Financial analysts say the second lien issue is a big concern for investors. Amherst Mortgage Insight, a research firm, estimates half of home loans, bundled into securities without government backing, also have secondary liens.

The Obama administration’s new program attempts to provide much bigger incentives for loan modifications and to deal with the second lien issue.

The program will provide some underwater borrowers with a way to refinance into a loan backed by the government through the Federal Housing Administration (FHA). As an incentive, the administration is putting $14 billion on the table to encourage lenders to participate by writing down the second liens.

Several of those policies are similar to a plan the investor group proposed in late January (which was obtained by The Hill). The investors proposed they would reduce the first liens if they could work alongside second lien holders to put homeowners into a new FHA loan.

The group also got a favorable boost in early March when House Financial Services Committee Chairman Barney Frank (D-Mass.) urged the big four banks to write down the second liens.

“I urge you in the strongest possible terms to take immediate steps to write down these second mortgages and allow principal modifications of the underlying first liens to take place,” Frank wrote to J.P. Morgan Chase & Co., Wells Fargo & Co., Citigroup and Bank of America.

Research analysts on Wall Street say that the new program has the potential to benefit housing markets but that there are numerous obstacles to how it is implemented. The program requires first and second lien holders to coordinate, which could prove a high hurdle, and the program remains voluntary.

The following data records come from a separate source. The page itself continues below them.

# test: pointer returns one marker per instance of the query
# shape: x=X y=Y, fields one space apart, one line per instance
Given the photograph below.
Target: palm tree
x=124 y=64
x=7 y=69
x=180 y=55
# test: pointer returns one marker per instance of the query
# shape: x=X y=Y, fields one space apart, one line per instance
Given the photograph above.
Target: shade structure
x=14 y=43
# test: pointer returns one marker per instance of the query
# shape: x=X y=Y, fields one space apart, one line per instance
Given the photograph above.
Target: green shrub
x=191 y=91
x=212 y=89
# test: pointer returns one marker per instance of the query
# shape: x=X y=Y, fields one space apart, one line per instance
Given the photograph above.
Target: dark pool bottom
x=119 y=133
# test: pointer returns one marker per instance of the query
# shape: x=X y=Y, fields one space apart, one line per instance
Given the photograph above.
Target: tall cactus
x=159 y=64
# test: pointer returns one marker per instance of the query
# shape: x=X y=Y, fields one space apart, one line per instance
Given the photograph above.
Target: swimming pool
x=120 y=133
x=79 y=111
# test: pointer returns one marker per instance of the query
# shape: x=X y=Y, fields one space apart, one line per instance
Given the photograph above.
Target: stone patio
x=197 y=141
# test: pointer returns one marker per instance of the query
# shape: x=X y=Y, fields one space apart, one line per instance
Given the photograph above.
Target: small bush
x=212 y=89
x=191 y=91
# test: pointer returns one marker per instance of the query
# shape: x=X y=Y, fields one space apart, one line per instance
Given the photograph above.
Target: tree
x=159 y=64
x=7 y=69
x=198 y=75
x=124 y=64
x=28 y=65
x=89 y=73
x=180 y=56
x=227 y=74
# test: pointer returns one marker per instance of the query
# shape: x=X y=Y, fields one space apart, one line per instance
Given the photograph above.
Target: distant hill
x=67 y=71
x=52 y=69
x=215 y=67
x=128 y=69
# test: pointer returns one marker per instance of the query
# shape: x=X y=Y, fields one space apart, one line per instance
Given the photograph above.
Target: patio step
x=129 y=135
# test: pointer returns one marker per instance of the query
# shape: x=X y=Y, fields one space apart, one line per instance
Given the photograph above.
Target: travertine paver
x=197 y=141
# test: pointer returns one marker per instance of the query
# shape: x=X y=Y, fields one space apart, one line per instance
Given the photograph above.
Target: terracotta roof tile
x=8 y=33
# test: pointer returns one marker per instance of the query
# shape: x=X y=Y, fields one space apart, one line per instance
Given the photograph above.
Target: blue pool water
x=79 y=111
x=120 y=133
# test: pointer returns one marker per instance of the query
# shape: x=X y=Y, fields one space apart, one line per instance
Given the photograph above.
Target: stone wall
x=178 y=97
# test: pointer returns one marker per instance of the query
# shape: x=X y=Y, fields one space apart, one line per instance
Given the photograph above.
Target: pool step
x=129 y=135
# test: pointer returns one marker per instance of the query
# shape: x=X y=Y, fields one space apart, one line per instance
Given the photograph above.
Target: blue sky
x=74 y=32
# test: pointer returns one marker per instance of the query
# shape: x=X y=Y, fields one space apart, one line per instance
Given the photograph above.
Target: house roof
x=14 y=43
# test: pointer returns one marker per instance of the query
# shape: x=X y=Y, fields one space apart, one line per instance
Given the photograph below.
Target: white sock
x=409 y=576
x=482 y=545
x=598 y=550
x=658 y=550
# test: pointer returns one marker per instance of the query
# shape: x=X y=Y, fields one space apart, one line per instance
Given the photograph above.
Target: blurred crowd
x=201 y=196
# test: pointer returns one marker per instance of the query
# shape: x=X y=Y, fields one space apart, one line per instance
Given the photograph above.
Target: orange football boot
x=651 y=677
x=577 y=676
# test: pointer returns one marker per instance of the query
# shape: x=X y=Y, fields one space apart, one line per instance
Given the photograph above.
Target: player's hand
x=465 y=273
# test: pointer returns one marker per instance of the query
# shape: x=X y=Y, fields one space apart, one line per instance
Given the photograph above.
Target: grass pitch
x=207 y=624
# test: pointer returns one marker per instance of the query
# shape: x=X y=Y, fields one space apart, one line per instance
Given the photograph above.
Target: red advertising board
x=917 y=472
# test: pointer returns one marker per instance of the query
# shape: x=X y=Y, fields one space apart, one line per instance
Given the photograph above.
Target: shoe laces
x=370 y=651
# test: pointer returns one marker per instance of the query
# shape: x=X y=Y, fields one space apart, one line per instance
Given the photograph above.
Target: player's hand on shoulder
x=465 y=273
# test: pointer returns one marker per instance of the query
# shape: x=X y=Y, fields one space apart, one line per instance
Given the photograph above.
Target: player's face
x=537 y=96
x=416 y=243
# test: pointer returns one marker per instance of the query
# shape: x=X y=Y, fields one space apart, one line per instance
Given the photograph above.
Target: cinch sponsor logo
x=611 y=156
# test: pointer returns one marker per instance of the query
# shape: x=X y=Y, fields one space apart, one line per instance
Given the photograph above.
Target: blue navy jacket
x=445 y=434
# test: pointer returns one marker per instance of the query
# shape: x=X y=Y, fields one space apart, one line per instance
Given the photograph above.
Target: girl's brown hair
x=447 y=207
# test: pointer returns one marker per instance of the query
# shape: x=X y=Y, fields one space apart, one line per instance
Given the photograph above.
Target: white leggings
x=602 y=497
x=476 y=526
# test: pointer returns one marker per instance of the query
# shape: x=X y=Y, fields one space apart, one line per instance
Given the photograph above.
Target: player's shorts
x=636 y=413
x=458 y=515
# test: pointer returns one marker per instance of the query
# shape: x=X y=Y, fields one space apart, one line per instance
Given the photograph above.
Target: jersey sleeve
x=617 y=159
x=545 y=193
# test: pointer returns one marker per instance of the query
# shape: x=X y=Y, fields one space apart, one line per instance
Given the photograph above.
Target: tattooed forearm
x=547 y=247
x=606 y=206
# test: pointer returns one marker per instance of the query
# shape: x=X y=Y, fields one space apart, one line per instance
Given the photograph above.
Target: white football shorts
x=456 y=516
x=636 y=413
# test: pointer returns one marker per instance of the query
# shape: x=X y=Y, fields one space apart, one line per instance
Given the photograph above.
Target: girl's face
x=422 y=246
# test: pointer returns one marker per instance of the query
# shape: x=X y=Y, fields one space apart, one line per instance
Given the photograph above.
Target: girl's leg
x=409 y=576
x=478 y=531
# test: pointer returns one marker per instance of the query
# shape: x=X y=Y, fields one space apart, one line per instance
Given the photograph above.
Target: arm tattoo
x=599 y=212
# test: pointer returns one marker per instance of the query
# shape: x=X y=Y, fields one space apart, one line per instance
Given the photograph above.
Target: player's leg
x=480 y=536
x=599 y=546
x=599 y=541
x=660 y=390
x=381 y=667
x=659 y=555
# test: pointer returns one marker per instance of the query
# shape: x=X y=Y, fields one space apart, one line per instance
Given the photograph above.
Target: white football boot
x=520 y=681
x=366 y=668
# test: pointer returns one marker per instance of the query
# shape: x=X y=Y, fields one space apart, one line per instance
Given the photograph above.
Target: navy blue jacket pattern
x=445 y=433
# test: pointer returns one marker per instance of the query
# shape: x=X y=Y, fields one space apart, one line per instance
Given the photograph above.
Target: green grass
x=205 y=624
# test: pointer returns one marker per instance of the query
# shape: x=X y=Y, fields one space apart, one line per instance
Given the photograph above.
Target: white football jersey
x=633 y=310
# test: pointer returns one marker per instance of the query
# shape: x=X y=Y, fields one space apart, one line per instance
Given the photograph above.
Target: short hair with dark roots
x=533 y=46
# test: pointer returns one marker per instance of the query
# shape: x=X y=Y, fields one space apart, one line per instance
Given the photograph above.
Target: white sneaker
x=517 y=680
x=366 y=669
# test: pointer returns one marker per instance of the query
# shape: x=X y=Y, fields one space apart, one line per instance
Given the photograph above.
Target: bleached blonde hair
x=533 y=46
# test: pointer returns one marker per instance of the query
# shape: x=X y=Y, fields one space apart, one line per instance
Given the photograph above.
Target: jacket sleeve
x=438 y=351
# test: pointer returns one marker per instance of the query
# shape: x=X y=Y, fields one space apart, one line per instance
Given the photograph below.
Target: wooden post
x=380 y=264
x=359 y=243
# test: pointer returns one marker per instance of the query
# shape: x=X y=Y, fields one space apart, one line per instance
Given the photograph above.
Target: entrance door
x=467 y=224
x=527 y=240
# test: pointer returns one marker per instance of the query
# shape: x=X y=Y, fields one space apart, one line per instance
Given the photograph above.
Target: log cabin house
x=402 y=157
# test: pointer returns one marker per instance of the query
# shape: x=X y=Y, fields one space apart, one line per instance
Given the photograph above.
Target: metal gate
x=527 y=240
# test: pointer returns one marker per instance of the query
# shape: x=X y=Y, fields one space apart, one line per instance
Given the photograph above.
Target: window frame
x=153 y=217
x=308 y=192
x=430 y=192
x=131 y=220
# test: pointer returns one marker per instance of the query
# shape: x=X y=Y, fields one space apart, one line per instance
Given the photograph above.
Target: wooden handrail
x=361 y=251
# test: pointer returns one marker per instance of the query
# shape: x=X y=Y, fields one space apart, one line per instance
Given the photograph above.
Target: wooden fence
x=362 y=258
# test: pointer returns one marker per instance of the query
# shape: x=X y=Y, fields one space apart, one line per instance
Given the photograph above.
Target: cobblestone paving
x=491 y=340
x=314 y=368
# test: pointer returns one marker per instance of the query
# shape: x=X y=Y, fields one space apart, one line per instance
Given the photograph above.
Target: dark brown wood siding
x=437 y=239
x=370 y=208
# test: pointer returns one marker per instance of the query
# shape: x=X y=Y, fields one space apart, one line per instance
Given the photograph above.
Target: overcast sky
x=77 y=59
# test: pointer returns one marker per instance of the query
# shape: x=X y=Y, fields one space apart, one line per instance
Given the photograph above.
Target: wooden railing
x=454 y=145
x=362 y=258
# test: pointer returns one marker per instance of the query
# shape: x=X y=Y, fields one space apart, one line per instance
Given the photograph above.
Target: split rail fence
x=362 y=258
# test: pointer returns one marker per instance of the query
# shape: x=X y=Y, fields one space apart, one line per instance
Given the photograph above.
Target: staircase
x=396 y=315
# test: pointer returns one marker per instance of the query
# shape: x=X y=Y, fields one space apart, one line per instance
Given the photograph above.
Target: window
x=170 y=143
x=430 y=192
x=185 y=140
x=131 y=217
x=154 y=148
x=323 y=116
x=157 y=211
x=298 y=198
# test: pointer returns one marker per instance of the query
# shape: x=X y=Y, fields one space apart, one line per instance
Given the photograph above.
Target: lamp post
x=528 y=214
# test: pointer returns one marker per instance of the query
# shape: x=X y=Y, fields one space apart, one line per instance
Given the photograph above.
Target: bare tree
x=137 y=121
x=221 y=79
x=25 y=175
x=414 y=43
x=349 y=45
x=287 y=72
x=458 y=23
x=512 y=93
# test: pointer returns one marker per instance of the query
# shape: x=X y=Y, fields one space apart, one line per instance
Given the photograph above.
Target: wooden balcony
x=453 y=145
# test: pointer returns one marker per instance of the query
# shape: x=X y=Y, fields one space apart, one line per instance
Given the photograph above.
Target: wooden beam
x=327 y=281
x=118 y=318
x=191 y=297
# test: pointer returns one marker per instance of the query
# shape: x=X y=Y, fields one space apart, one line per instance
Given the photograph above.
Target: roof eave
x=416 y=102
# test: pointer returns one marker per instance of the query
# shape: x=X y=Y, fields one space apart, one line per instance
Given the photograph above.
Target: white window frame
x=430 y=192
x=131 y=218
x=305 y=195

Still, the investor group is pleased.

“In my view, the program has a great deal of promise,” Green said. “We believe first lien investors will participate in the program. But it’s also incumbent on other lien holders and other creditors to participate.”

The group of investors has grown since it first began, and now includes 15 major firms. 

And Green said the group has between $150 billion and $200 billion in total mortgage investment stakes.

Green did not disclose the member companies. Congressional lobbying records name Fortress alongside Varde Partners, Aurelius Capital, Institutional Credit Partners LLC and HBK Capital Management.

“The voice of an association for mortgage investors needs to be heard,” Green said.